Although he liked to think of himself as a revolutionary enfant terrible, Prokofieff was a romantic at heart, which probably explains why we still enjoy his work so much today. He even grudgingly admired the Second Concerto of that arch-reactionary, Sergei Rachmaninoff. The spirit of that score is never very far beneath the surface in the opening movement of Prokofieff's own Second Concerto, beginning as it does with a lush melody that Rachmaninoff himself might have penned. For whatever reason, Bronfman seems intent on draining all emotion and expression from this music. Perhaps he sees a parallel between this concerto and the more objective, avant-garde works that Prokofieff produced later while living in Paris. Whatever the reason, Bronfman's approach simply doesn't work, especially when compared the white hot passion of Ashkenazy/Previn on London. Bronfman tosses off Prokofieff's flashy piano writing with ease and seeming indifference, while Ashkenazy's slower pacing (particularly in I and IV) enables him bring out all the aching beauty inherent in the score. The steely brilliance of Ashkenazy's playing, not to mention the unique way he highlights every phrase with delicious little accents, dynamic shadings, or balances among the voices makes every moment special – even those transitional passages that seem so weak in Bronfman's hands. The evil demons that plague III are effectively neutralized by Bronfman's glib indifference and Mehta's lackluster accompaniment. By contrast, Previn's brass snarls ominously, his winds scamper like devilish pranksters, and Ashkenazy plays as if possessed. Kun Woo Paik (Naxos) is very nearly Ashkenazy's equal in this work, and his outstanding versions of all five Prokofieff piano concertos may be had for less than the cost of this single new disc. The London and Naxos recordings both have more presence, better balances, and a much warmer piano than Sony's brittle sounding instrument. Bronfman's impersonal and anti-romantic approach works best in Concerto 4, and his performance is generally lively and often quite exciting. In III Bronfman and Mehta even appear to be having a bit of fun! Nonetheless Paik, Ashkenazy, and especially Krainev (Teldec) are all plumb greater depths in this quirky, yet powerful work.

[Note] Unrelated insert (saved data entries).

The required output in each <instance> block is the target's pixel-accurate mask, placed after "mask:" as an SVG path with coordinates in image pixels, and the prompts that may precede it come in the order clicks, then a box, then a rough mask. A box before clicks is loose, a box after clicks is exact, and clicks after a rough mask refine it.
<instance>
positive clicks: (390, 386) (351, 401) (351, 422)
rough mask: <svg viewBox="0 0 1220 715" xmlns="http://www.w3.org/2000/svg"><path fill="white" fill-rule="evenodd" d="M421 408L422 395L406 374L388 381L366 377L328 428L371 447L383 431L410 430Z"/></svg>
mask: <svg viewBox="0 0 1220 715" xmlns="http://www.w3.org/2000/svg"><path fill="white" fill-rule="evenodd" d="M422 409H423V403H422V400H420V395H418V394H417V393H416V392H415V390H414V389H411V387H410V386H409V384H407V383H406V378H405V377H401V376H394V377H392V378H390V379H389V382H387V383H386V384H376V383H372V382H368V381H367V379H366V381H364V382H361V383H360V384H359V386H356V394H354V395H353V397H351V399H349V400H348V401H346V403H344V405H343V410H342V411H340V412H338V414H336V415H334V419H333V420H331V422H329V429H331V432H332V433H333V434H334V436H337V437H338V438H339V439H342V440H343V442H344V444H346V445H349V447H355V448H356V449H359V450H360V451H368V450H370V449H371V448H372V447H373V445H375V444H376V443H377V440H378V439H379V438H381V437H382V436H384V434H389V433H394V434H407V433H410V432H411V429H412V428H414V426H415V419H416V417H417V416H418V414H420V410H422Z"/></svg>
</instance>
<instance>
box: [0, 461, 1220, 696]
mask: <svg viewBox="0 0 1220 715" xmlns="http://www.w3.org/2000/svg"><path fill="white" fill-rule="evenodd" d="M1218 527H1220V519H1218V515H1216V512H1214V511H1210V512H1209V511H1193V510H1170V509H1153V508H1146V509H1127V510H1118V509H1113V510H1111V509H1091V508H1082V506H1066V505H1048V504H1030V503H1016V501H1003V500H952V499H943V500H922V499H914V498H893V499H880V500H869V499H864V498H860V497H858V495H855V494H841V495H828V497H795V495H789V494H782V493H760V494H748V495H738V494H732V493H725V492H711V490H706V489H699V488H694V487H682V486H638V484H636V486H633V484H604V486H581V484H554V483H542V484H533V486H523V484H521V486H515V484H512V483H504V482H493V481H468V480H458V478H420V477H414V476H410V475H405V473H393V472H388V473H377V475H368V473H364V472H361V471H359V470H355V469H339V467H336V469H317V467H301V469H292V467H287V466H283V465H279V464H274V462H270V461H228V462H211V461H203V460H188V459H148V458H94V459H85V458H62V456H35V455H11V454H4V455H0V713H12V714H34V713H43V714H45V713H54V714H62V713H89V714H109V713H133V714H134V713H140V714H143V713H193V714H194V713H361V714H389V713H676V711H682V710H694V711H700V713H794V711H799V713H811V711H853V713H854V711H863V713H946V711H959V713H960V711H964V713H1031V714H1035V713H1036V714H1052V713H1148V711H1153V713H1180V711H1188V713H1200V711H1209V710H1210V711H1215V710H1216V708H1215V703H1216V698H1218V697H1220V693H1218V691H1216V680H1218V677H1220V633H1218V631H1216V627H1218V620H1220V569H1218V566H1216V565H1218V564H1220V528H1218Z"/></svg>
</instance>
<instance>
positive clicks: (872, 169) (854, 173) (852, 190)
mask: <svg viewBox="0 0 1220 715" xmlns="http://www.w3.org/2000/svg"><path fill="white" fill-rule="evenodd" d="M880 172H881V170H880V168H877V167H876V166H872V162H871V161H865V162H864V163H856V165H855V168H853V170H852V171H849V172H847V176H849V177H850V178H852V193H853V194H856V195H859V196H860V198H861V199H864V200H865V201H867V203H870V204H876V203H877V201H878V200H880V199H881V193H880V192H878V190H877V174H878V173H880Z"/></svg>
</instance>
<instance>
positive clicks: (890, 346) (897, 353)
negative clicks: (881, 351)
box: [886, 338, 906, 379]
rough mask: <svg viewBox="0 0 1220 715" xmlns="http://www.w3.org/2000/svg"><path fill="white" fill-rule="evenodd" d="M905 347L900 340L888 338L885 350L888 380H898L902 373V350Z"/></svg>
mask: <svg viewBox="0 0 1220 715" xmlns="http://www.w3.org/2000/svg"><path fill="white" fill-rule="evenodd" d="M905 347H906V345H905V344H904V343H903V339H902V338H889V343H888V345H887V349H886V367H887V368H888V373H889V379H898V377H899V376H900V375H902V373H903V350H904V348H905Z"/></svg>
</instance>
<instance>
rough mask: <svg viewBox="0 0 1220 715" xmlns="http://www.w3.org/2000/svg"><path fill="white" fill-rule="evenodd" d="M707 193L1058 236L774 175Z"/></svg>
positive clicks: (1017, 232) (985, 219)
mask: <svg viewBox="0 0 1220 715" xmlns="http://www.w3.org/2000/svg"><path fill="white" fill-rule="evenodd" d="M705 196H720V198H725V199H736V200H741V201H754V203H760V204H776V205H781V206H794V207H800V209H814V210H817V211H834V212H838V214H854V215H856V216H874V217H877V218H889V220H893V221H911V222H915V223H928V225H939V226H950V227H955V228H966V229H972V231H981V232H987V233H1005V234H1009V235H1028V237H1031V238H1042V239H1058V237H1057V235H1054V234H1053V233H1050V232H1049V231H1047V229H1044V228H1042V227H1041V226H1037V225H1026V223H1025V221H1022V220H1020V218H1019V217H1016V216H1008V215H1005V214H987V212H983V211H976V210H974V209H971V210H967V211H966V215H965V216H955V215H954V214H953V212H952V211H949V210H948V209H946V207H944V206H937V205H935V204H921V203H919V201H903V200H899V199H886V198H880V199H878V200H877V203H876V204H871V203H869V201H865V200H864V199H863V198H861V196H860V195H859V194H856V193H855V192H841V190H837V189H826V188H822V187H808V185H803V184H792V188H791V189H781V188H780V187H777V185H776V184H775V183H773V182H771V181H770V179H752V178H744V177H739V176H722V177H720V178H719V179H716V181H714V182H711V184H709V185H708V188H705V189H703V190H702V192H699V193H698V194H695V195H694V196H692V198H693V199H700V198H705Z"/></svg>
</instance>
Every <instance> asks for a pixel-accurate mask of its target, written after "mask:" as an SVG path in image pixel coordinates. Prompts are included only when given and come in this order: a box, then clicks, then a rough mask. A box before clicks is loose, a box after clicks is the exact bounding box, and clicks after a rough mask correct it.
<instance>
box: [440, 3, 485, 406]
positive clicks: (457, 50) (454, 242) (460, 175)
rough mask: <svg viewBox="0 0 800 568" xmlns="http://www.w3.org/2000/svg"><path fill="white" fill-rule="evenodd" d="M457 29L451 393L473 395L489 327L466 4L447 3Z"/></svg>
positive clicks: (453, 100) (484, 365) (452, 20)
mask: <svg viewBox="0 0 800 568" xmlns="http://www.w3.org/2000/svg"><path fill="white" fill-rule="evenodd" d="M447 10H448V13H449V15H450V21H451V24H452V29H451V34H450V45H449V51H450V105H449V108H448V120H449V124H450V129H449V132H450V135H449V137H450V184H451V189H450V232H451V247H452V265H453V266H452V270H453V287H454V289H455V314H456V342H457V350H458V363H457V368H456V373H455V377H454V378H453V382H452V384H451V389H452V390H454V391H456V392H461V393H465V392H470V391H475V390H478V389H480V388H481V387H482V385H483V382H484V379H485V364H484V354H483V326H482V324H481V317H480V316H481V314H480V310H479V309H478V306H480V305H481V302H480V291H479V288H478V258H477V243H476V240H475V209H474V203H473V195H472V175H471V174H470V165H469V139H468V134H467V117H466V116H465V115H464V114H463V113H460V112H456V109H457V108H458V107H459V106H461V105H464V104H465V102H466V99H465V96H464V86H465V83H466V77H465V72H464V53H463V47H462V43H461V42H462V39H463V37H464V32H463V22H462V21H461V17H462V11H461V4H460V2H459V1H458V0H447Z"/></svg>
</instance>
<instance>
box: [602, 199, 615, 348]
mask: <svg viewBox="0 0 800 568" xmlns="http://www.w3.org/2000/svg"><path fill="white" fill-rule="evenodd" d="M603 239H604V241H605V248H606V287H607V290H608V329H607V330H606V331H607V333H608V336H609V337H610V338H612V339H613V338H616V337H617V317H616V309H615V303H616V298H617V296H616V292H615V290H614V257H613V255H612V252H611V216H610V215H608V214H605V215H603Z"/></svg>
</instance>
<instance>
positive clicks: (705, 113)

The real highlight of this disc is the Overture, as heard in its original scoring for clarinet, string quartet, and piano. Giora Feidman emphasizes the Hebrew character of the melodic material by playing with the dark, plaintive sound and thick vibrato of the great Klezmer clarinetists. The Juilliard Quartet's Joel Krosnick even follows Feidman's lead and does an excellent imitation of the Klezmer clarinet style with his cello. The performance is slow, stately, and deeply affecting. If only the two concertos had been half as good, this disc would have been an easy recommendation.